Great Lent is "filled with many beautiful services," which are longer, held more frequently and stress incorporating substance and solemnity.
During the lenten season, each Sunday service follows a theme focusing on messages to pray more, give extra to charity and forgive one another, he said. Every Friday evening, the Akathist Hymn is sung while "you’re standing for one hour. People love that service" because it praises the Virgin Mary, who "holds a special place in our hearts."
Prodded on by a jam-packed schedule, Leong said, "the 40 days seems to go too fast. It’s a joyful celebration. I kinda miss all those services when it’s over."

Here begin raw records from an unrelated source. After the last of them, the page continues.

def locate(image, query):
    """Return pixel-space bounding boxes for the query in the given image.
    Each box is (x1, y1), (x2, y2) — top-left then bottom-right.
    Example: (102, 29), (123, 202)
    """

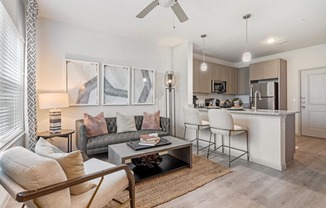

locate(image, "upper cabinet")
(193, 59), (238, 94)
(238, 67), (250, 95)
(249, 59), (286, 81)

Leong first experienced Pascha, the church’s term for Easter, as a 15-year-old and found the elaborate two-hour service enchanting.
"What struck me about the Greek Orthodox Church was the richness of the worship. All the five senses are used, and your whole being is involved in worship."

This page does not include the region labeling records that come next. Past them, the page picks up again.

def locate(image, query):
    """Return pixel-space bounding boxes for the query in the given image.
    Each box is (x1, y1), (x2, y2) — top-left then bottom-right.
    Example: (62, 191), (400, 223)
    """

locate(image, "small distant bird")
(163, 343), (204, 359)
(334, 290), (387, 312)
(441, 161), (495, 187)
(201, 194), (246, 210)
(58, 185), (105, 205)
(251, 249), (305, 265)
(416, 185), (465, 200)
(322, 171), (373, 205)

Leong continued, "What really impressed me was how we greet each other with the words, ‘Christ the Lord is risen,’ and then, ‘Truly is risen’ is the response," he said. The congregation also sings the hymn "Christ the Lord Is Risen," and "everybody has lit candles and we proclaim Christ’s victory over death."
Leong added that so much of Orthodox liturgy language is put in the present tense, instead of the past tense, so congregation members feel like they are part of an event that is actually happening.

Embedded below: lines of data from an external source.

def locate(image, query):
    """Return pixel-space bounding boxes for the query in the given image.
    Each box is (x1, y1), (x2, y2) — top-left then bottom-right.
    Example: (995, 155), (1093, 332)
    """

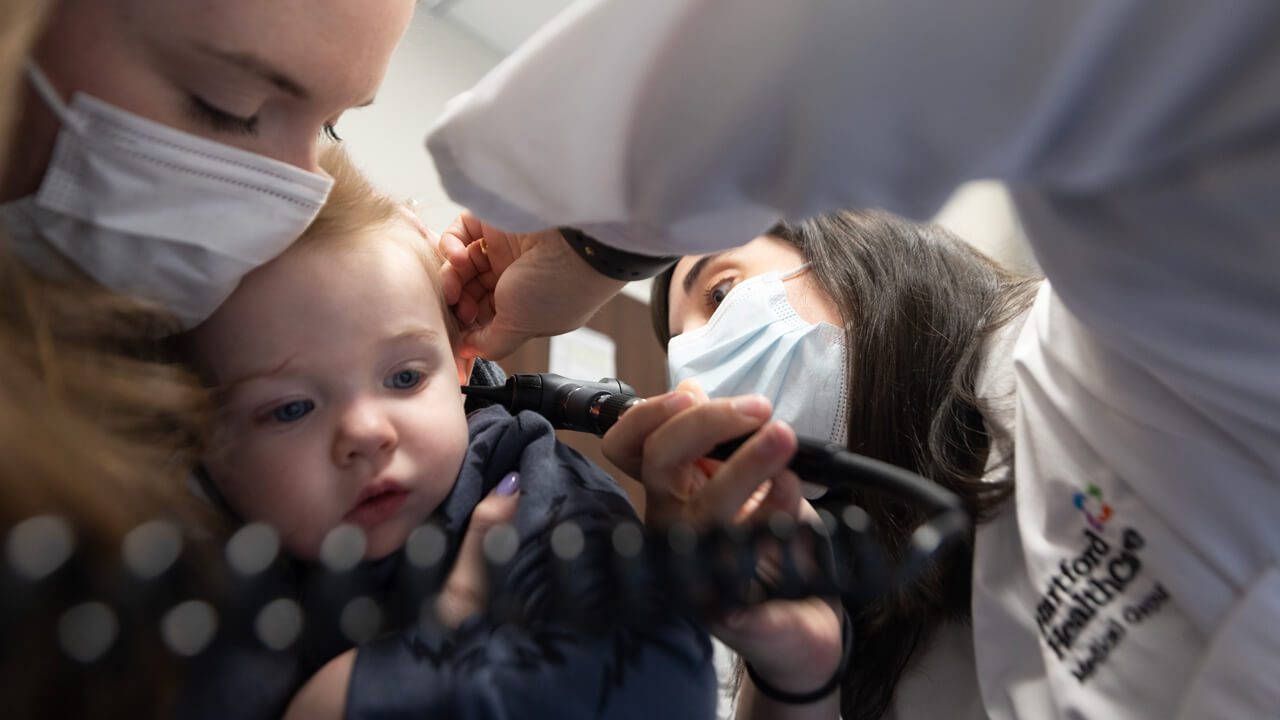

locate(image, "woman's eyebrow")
(680, 250), (728, 295)
(196, 42), (311, 100)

A favorite Easter custom shared by Western and Orthodox churches is the dyeing of eggs, the symbol of new life. But Orthodox churches dye their eggs red rather than a pastel color to recall the bloodshed of Christ on the cross. As the priest hands each person a red egg, he proclaims, "Christ is risen!" in the first hour of Easter Sunday, after the midnight service, he said. A red egg is also placed in the center of specially prepared bread.
Leong’s congregation of 150 consists of members with varied roots — Greek, Russian, Serbian, Romanian, Asian and others.
He is one of few Asian priests in the Greek Orthodox Church. Before coming to Hawaii with wife Nicole and three children, Leong served at Sts. Constantine & Helen Greek Orthodox Church in Vallejo, Calif., for 10 years.